The doomed submarine Titan was involved in scanning the wreck and building 3D computer models of the site. The highly acclaimed 3D scans of the Titanic which caught headlines earlier this year were in part funded by adventure tourists.
In an advert for the 2021 dive, OceanGate calls for “citizen scientists” to help conservation efforts document the wreck “before she’s gone forever”.
Whatever the tourists’ motives there was a real scientific value to the mission, and real danger.
Adventure tourism to remote destinations has value beyond braggadocious holiday snaps and dinner party stories. It has helped open up remote parts of the world such as Antarctica. For the right price you can fly by private jet to an ice runway in Dronning Maud Land, a place few people see but polar scientists.
In a part of the world where few people go, most polar cruises carry scientific crew and survey equipment. There is a symbiosis between both research programmes - for whom transport in these regions are costly, few and far between - and tourism expeditions - whose guests prize the authenticity afforded by being on scientific vessel. If there’s one thing adventure tourists despise most, it’s being considered a “tourist”.
It’s a story with a long tail. Without adventure tourists, New Zealand would look very different today, and don’t just mean bungy operators in Queenstown.
Far before Jeff Bezos’ and Richard Branson’s space ventures, the 18th-century voyages of discovery would not have taken place without their adventure tourist patrons.
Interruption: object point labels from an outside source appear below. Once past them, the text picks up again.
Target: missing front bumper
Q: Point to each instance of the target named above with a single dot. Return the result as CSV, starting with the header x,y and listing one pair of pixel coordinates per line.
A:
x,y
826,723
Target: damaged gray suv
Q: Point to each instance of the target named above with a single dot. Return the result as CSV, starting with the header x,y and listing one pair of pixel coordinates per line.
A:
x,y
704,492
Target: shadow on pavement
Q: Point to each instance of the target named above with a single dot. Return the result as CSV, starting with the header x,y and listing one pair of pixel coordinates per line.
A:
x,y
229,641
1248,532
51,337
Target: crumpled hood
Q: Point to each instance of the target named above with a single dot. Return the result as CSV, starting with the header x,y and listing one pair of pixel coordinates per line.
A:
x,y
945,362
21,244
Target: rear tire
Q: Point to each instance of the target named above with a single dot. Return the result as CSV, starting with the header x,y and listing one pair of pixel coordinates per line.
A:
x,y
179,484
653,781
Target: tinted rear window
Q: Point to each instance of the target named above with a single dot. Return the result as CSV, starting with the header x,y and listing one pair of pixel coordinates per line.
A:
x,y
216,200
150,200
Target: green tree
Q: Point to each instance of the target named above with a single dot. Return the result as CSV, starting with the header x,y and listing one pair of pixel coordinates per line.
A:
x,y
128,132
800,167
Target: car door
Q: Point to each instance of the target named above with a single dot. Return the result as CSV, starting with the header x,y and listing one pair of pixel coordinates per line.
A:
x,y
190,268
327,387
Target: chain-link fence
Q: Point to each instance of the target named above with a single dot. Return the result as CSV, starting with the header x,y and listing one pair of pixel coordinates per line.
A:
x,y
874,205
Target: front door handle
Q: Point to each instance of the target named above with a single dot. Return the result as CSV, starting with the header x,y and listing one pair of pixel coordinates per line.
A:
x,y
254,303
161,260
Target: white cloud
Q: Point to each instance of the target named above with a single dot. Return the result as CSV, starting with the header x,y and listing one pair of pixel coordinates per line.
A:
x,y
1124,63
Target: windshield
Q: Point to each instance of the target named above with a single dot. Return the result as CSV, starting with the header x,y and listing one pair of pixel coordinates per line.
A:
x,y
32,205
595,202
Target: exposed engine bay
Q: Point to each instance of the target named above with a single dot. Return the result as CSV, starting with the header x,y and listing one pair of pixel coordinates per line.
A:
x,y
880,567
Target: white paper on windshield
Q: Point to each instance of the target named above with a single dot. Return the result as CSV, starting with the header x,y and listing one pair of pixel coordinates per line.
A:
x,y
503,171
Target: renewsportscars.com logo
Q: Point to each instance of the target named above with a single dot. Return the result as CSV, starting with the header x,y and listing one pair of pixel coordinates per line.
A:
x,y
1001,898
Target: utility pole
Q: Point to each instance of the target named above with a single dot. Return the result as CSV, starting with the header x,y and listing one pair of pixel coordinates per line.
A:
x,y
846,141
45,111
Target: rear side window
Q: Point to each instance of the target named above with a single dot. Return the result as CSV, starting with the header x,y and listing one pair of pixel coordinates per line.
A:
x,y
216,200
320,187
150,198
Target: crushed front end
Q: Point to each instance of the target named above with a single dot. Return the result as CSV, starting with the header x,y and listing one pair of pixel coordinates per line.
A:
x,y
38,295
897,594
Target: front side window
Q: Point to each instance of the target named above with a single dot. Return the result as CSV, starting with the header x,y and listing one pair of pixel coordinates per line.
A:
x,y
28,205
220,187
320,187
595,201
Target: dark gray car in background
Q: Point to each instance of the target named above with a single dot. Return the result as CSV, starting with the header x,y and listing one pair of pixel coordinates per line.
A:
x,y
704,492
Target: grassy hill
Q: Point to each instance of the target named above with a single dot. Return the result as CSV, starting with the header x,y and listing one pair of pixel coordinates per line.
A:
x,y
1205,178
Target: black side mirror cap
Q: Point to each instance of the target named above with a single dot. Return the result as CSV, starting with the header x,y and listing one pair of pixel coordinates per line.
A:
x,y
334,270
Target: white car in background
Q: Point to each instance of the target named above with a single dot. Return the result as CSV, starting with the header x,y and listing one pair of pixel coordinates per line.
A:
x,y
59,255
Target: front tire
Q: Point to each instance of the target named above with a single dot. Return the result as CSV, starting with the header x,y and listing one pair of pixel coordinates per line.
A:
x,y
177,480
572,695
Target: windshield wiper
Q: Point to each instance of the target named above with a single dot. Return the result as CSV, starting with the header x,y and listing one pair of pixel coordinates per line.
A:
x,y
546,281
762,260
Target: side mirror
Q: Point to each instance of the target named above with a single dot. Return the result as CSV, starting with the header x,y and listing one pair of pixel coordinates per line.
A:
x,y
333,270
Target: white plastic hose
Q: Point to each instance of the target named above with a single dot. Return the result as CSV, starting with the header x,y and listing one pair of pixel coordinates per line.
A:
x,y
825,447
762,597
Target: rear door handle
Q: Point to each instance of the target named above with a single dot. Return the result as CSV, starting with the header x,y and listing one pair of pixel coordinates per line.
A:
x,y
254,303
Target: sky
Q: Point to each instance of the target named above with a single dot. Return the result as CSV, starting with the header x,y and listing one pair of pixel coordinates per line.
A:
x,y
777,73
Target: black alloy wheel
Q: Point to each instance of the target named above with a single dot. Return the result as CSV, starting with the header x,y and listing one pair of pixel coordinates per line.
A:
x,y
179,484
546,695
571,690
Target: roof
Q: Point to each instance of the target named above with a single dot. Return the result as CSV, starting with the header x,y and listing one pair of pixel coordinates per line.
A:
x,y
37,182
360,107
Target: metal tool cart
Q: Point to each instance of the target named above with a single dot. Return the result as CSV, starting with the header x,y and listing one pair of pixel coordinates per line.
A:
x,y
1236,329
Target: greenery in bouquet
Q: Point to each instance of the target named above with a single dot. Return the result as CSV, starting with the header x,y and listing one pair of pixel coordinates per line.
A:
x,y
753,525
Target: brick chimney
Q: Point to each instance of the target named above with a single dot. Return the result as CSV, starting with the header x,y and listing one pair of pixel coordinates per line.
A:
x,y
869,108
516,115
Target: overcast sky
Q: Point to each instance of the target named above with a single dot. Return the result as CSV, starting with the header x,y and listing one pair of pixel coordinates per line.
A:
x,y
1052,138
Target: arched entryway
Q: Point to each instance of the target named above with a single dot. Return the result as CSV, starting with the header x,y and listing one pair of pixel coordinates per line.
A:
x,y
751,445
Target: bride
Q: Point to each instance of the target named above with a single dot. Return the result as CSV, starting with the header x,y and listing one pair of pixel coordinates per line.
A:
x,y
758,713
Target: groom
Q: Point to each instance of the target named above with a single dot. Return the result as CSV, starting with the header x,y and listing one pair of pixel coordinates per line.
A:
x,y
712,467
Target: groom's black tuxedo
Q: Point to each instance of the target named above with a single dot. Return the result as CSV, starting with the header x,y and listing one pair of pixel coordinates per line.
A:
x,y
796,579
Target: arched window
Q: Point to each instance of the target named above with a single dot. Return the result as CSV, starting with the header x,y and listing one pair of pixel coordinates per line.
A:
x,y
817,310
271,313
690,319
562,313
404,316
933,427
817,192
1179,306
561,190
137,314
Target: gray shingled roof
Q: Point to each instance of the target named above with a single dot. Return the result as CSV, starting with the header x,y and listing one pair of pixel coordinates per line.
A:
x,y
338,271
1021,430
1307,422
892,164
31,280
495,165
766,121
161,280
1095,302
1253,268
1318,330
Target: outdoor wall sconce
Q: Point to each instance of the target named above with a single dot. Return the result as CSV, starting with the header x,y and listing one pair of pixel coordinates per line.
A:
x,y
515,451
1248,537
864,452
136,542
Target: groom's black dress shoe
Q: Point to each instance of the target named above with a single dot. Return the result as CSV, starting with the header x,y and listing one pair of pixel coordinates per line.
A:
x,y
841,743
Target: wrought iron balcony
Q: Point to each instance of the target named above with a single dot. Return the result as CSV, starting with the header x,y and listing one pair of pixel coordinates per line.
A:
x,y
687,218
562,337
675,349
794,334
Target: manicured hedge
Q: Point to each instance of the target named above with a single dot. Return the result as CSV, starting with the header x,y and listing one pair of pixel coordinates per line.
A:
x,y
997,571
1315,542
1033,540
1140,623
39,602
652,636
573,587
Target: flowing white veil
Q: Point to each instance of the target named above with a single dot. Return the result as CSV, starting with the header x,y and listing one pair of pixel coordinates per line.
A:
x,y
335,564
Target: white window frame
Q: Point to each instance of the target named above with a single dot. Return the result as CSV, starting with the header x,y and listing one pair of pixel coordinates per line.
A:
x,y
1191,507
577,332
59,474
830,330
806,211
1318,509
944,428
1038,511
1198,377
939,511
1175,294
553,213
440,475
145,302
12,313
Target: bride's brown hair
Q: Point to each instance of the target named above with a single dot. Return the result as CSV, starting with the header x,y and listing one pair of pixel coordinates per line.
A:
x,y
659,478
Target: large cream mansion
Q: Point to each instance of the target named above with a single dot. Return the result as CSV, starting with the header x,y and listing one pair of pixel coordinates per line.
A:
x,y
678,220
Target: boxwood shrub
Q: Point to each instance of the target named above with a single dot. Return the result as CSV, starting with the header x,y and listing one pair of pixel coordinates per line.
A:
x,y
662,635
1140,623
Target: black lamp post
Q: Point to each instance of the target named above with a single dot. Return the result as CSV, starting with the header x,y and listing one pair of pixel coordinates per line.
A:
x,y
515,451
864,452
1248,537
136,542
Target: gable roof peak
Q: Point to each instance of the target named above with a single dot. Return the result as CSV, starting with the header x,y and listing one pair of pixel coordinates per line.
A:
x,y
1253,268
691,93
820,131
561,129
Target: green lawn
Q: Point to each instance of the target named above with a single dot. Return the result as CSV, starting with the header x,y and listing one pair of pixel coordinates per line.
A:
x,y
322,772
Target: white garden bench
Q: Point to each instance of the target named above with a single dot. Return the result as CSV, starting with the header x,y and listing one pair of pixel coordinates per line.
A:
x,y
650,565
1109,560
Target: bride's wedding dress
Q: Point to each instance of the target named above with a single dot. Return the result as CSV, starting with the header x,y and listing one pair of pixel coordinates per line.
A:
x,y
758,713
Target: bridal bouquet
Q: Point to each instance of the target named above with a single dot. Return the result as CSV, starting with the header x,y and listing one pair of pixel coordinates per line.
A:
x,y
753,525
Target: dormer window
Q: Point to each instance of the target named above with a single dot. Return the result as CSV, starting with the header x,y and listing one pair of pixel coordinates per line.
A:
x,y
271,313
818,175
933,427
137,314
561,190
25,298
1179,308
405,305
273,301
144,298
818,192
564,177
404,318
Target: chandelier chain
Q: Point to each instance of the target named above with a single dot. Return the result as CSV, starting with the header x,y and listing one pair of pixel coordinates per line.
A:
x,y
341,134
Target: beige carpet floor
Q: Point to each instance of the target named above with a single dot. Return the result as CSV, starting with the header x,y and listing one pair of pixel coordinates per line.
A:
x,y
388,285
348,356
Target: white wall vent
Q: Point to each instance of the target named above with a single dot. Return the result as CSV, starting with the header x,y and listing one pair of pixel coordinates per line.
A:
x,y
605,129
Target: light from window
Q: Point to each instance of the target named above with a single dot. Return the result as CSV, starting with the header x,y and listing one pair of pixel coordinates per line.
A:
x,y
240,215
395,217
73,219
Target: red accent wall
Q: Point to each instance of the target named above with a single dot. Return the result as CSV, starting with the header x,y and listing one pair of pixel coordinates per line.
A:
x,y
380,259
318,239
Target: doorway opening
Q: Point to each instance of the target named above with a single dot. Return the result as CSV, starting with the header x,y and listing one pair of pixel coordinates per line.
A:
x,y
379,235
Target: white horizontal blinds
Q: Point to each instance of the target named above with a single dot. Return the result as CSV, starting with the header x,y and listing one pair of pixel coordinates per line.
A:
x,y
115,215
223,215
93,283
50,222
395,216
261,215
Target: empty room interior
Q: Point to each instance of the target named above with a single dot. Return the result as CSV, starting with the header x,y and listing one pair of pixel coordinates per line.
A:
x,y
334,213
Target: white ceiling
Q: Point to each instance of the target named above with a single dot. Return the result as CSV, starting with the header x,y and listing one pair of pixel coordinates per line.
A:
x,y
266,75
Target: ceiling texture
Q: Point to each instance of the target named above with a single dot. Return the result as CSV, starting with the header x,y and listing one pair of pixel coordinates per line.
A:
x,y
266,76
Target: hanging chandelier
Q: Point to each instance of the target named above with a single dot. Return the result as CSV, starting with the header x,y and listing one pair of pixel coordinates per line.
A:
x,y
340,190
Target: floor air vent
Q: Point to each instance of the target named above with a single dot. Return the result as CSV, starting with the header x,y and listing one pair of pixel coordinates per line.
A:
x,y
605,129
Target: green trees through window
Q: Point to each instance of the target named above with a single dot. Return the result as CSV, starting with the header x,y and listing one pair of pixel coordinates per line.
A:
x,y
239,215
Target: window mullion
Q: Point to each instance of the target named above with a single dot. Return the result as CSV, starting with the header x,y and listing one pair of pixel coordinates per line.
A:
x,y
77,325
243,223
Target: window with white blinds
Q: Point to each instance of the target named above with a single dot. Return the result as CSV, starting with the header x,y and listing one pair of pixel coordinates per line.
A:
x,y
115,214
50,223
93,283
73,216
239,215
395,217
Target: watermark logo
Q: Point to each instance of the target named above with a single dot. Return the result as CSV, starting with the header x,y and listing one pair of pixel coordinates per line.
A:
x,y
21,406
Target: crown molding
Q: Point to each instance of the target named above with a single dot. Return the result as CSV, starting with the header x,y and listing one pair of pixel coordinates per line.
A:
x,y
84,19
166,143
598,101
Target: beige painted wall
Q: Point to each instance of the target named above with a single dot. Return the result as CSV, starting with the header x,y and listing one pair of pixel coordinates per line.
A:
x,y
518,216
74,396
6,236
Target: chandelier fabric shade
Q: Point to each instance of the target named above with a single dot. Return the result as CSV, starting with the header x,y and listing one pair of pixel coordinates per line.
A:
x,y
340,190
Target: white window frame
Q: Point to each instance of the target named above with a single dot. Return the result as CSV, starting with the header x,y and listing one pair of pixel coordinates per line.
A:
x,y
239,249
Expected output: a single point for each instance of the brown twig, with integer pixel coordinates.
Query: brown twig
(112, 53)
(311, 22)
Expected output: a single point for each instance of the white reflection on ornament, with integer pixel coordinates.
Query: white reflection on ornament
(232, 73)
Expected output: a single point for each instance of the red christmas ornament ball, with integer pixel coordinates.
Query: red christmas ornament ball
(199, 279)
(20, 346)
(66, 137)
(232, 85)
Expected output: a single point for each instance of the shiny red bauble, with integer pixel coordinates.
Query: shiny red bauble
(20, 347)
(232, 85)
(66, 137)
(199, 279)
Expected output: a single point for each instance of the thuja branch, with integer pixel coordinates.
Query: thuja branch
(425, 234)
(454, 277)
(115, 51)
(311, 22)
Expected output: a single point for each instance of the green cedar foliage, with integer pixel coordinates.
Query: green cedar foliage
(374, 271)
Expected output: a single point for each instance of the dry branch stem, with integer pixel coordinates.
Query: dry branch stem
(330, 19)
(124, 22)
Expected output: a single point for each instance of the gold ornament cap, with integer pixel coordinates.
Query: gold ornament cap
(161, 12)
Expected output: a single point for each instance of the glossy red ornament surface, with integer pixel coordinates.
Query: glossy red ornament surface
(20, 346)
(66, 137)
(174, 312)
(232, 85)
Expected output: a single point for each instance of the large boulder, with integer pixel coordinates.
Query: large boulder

Captain James Cook’s first voyage would never have happened without pre-eminent adventure tourist Joseph Banks. Described as a “patron of the natural sciences” Banks was the 1769 equivalent of a “mission specialist”.
Never considered a great scientist in his own right, Banks was the commercial partner who bankrolled the trip and paid the salaries of the researchers. In effect, he funded a four-year jolly to unknown parts of the South Pacific.
The Titan missions like the Endeavour expedition claimed to have real-world scientific value, they also had real-world risks which cost five people their lives. Do tourists have any business being on these expeditions? There is clearly a lot that can be gained, not just in bragging rights, but also to lose.